Most will know the opening and closing lines:

If you can keep your head when all about you
Are losing theirs and blaming it on you…

…Yours is the Earth and everything that’s in it,
And – which is more – you’ll be a Man, my son!

Kipling wrote at a time when a person’s gender was certainly one of the determinants in life; born into the Colonial Victorian Era, he died in 1936 on the cusp of the modern age 80 years on, in Education at least, equality and parity between the sexes is assured. The last two Secretaries of State for Education have been female, and in their very distinct ways, Justine Greening and Nicola Morgan have both shown they can take the strain, when conditions around them are tough. Of course our present Prime Minister has not had things her own way this year either; having lost her clear majority in the recent election, she is now tasked with building consensus across a range of political views. It’s quite clear Theresa May has her work cut out to keep UK PLC on the straight and narrow, given the small matter of Brexit negotiations, so perhaps as and when our planning application for our new campus goes in, she’ll still be able to find the time to give our plans for a new school campus a positive nod of approval on the way.

As parents and pupils know, Paul Bevis, our headteacher covering Nursery to Sixth Form on our College Avenue site, is moving on this coming autumn.  Paul took up his appointment as  Head of College in September 2011 and he came already as a friend of the school, having in his previous roles as Headteacher of the Elvian School in Reading and before that Assistant headteacher at LVS Ascot had much contact with both boys and girls staff at Claires Court. Paul joined us at a critical time in the school’s development; we had chosen to leave the national curriculum, and had established the school’s Key Values programme.  We had not yet articulated the learning philosophies needed to underpin the newly designed curriculum to follow, and his broad experience and deep understanding of education matters quickly enabled the school to develop the coherence provided by the Claires Court ‘Essentials’.

Paul’s passion for education also helped us become more aware that all pupils deserve stretch and challenge, not just the more able, and fairly quickly girls of all ages were queueing at his door to provide answers to the head’s thinking challenge of the week. Paul has carried on in like manner, and most of the girls in the school can cheerfully say that he has been their headteacher, one who has known them and taken a keen interest in their personal development throughout their time in the school.
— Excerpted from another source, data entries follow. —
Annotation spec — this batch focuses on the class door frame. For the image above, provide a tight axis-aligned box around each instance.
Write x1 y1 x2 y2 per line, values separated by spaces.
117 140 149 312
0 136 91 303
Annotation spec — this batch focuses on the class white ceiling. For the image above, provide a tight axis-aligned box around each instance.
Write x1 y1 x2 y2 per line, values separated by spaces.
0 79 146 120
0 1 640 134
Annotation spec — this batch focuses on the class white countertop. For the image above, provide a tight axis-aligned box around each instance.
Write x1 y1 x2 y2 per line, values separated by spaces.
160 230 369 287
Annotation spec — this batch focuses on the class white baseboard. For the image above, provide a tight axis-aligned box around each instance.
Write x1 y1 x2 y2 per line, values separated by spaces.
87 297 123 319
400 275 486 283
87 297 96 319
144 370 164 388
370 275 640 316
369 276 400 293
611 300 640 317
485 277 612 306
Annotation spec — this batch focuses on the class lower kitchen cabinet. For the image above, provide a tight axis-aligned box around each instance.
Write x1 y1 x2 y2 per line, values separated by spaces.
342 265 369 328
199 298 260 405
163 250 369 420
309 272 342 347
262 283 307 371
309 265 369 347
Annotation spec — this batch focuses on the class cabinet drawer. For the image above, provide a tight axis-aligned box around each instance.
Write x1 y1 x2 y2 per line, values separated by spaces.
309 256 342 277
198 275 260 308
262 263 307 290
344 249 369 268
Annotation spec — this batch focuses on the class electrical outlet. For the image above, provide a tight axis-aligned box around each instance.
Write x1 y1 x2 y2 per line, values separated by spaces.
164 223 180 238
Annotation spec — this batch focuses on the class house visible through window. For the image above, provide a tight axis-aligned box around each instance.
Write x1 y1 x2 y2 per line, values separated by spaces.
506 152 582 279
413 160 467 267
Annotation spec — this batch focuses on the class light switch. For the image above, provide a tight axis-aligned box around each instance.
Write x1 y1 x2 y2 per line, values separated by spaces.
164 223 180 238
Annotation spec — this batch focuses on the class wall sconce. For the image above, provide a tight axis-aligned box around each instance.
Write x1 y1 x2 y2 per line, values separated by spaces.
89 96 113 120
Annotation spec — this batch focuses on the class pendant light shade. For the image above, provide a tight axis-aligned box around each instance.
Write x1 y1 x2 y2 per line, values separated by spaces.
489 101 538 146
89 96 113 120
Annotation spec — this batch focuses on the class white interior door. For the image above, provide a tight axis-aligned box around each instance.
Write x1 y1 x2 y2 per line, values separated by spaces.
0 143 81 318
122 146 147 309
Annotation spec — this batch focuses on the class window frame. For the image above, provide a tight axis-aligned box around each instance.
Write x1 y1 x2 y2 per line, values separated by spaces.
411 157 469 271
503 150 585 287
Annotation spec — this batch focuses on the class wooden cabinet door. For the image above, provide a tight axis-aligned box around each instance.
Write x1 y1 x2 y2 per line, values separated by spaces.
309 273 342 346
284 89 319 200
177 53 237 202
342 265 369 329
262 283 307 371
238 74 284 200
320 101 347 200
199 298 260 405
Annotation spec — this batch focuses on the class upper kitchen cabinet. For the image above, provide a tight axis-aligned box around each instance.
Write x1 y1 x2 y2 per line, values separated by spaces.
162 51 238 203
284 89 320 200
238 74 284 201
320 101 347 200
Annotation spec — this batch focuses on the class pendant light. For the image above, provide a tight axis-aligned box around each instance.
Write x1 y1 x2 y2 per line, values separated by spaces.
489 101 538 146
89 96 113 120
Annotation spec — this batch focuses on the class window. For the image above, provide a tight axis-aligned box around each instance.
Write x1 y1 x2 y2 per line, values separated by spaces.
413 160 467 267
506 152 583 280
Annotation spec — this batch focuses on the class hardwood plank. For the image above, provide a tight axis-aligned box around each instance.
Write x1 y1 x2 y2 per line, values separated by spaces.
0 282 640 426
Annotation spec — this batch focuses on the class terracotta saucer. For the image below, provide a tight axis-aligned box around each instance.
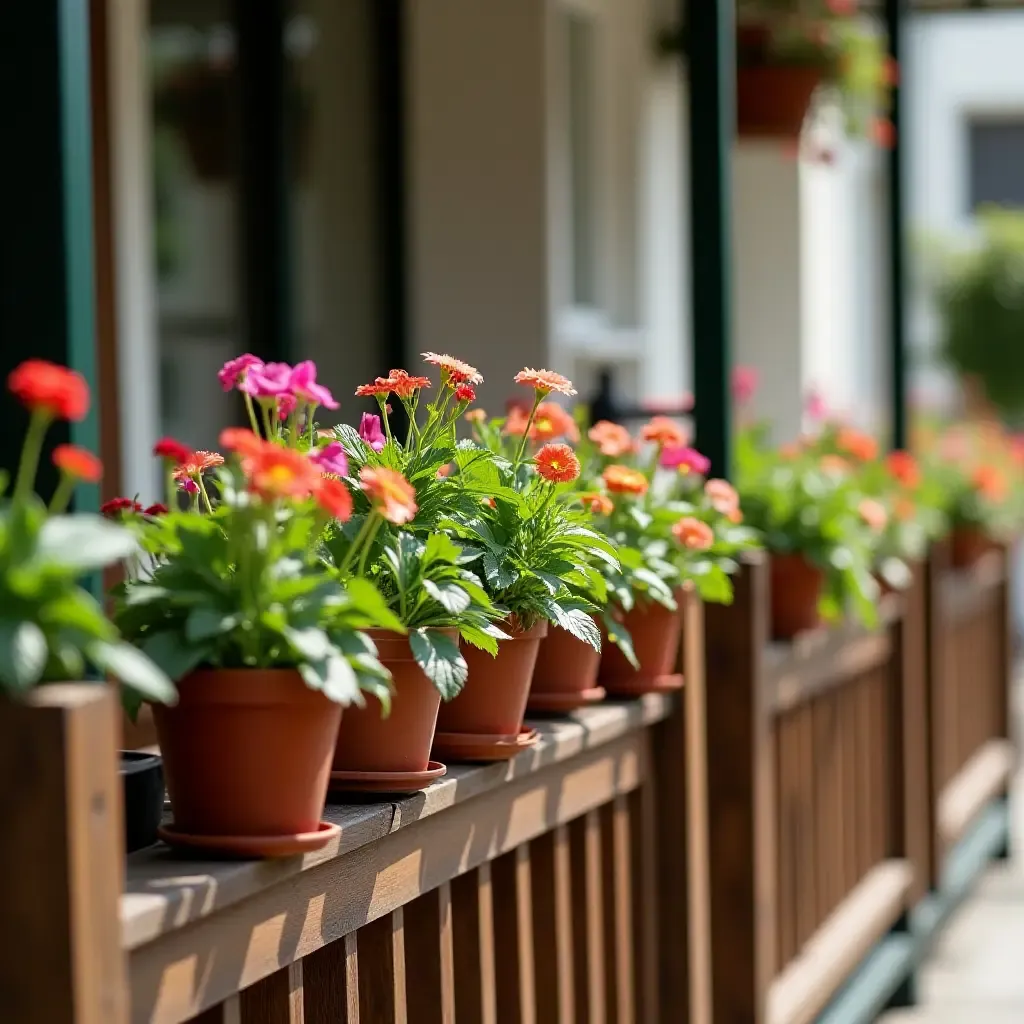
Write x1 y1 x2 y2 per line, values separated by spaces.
431 725 539 761
330 761 447 793
526 686 607 715
157 821 341 859
604 673 683 697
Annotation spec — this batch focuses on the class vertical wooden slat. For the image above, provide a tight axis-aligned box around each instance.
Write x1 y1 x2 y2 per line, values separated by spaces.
403 883 455 1024
303 932 359 1024
601 796 635 1024
0 685 128 1024
528 825 575 1024
704 560 777 1024
239 961 305 1024
357 908 409 1024
452 864 497 1024
490 844 536 1024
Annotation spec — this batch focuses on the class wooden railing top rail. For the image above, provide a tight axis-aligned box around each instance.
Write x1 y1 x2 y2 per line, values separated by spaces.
121 695 674 949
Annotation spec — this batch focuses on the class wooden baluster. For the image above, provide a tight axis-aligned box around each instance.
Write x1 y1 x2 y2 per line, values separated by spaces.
601 797 636 1024
403 883 455 1024
0 685 128 1024
239 961 305 1024
357 907 409 1024
532 825 575 1024
490 844 537 1024
302 932 359 1024
704 560 777 1024
452 864 497 1024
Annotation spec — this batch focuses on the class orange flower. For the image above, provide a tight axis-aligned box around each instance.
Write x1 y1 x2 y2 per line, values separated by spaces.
857 498 889 534
534 444 580 483
587 420 633 459
515 367 575 397
971 466 1010 502
423 352 483 384
886 452 921 487
579 490 615 515
836 427 879 462
245 444 322 500
359 466 417 526
313 476 352 522
601 465 647 495
640 416 687 447
705 479 739 515
174 448 225 480
53 444 103 483
672 516 715 551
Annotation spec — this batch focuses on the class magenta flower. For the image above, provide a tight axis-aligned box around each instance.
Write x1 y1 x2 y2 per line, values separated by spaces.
359 413 387 452
239 362 292 398
660 446 711 476
289 359 338 409
309 441 348 476
732 367 760 406
217 352 263 391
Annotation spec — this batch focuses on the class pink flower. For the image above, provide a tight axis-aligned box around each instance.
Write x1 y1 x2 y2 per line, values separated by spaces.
289 359 338 409
359 413 387 452
217 352 263 391
732 367 760 406
239 362 292 398
309 441 348 476
660 445 711 476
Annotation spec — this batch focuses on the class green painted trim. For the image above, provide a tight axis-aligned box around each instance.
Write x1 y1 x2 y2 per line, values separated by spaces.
58 0 99 511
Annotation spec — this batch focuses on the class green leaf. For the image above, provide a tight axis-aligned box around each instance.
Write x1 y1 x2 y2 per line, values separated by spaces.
85 640 178 703
409 629 469 700
0 620 48 690
37 512 138 572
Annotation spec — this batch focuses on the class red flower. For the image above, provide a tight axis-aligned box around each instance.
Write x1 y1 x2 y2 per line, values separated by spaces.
53 444 103 483
153 437 193 466
7 359 89 422
534 444 580 483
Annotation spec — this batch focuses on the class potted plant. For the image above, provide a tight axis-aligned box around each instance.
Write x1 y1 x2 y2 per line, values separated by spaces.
117 357 390 856
0 359 175 852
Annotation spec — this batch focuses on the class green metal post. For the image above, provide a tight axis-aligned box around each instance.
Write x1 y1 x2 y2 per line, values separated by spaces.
885 0 907 449
0 0 99 509
684 0 736 477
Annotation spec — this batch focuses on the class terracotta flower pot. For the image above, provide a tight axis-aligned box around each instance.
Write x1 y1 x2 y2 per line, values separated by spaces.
437 622 548 736
771 555 824 640
529 626 602 711
334 629 459 772
736 63 821 138
154 669 341 839
949 526 995 569
598 591 683 694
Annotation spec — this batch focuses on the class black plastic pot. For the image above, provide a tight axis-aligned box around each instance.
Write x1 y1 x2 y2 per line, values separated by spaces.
121 751 164 853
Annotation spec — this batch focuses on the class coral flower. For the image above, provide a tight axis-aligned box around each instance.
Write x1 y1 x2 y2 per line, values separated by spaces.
359 466 417 526
53 444 103 483
534 444 580 483
672 516 715 551
579 490 615 515
423 352 483 385
218 427 266 459
587 420 633 459
515 367 577 398
313 476 352 522
153 437 193 466
640 416 686 447
601 466 647 495
705 480 739 515
886 452 921 487
857 498 889 534
658 444 711 476
7 359 89 422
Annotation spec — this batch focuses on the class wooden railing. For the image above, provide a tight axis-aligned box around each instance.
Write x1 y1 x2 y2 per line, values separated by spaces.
0 599 711 1024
As teachers have retired or moved on to new pastures, Paul has taken an acute interest in recruiting staff of the ‘Kipling’ stuff, those who will accept the responsibility to meet the demands of being the ‘best school we can be’ and yet take risks and seek new ways of inspiring learning.  Paul retires this summer to move onto other educational activities not so completely driven by the school calendar and daily bell. He has made his mark quite clearly, with girls demonstrably capable of academic, sporting, musical and artistic achievement of the highest order. Even more impressive, those waiting to take over, Messrs Giles, Heywood and Barlow are ready for the challenge, each really well versed in their responsibilities. The Principals are deeply grateful to Mr Bevis for the excellence of his stewardship and we wish him every possible success in his new ventures, husband of a globe-trotting tennis journalist, grandad and problem solver extraordinaire.

Among other notable staff leaving us this Summer are Jan Price who joined in 1990 to lead our Art teaching at Secondary Boys. Over the subsequent 27 years, she has developed the Art department considerably and her students have enjoyed considerable success here under her guidance, and even more into successful post-graduate employment in the creative arts all over the UK and beyond. Her biggest help over the years has been Mavis Barber, who also is retiring after 19 years with us. Jan and Mavis leave a school that offers Fine Art, Art & Design, Textiles and Photography, and as visitors to our recent exhibitions of GCSE and A-level Arts exhibitions will attest, they leave our school with their pupils at the peak of their artistic powers!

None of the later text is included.